I am somewhat surprised that nobody has experienced the same behavior on an M body - I mean, given the factors that could possibly contribute to this result, and of course the fact that it is possible (which I have learned that it is, of course) I would figure that this would be more common. I'll certainly be paying closer attention any time I'm ever mounting a body cap again. Obviously this should be an extremely rare scenario since a Leica without a lens is like a hooker without a <insert witty simile here>.
In fact, my M6 never made it to a technician since the seller offered me a full refund, so I will be shipping the camera back this week. Once I get my refund back I'll be on the hunt again, minus the $200 that it cost me to import the thing, unfortunately.
shutterflower said:
"I can't believe a seller would so obviously misrepresent an item."
. . .you aren't from these parts, are you?
Ebay - particularly the camera section - is a shady place. Buy from KEH or other dealer with a return policy - and with a record of being straight-up.
Of course, I bought a lens from someone overseas once - an actual retailer - and he said it was "as new in the box, spotless, MINT". It was very very not mint. It has actual chips in the body, small marks in the glass, coating issues, and dust between the elements.
Ok, concerning my comment re: misrepresenation I would like to clarify. It seems very strange to me that a seller who is willing to offer a full refund would place a blatent lie such as 'this camera has been used four times since i received it brand new as a gift - i am the original owner.' in their description of the item. They know that the person is eventually going to physically receive the item and inspect it visually and it will become quite apparent that the item was misrepresented, and that the buyer is going to be disappointed.

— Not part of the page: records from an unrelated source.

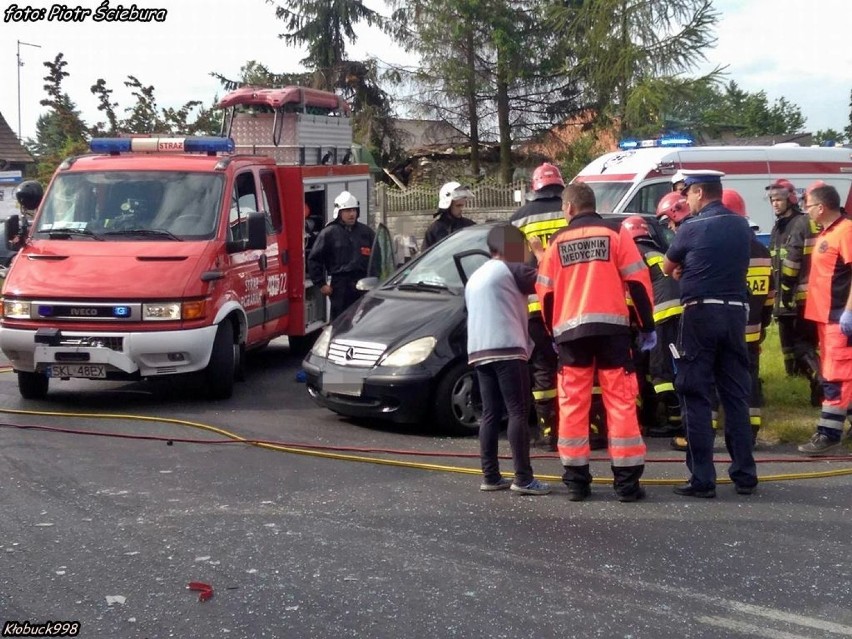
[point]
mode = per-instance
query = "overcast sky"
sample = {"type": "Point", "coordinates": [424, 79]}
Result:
{"type": "Point", "coordinates": [796, 49]}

It's also worth noting that regardless of whether a seller offers any sort of warrenty or return policy, eBay and PayPal have a system in place to deal with significantly misrepresented items. So it should be in the best interest of any seller to describe their items at least somewhere in the ball park. If the item description had said - 'this camera shows average signs of use but is working well' that would have been much more realistic and probably not deter very many buyers. Likely only a collector, but a collector isn't going to bid on a used M6 without a box/papers anyway.
Also, in my experience, the online dealers (stores) are not much more trustworthy. Most of these places do not test or inspect used items very thoroughly and it makes sense because that would be a gigantic overhead. It always comes back to the same standard: cosmetics. Almost every item that's out there for sale right now has been 'rated' by the seller on cosmetics, purely. 'Buy this camera, it's MINT!' Meanwhile the focus is completely miscalibrated.
But anyway. My 35/2 is getting lonely. Hopefully she won't be in the drawer for too long.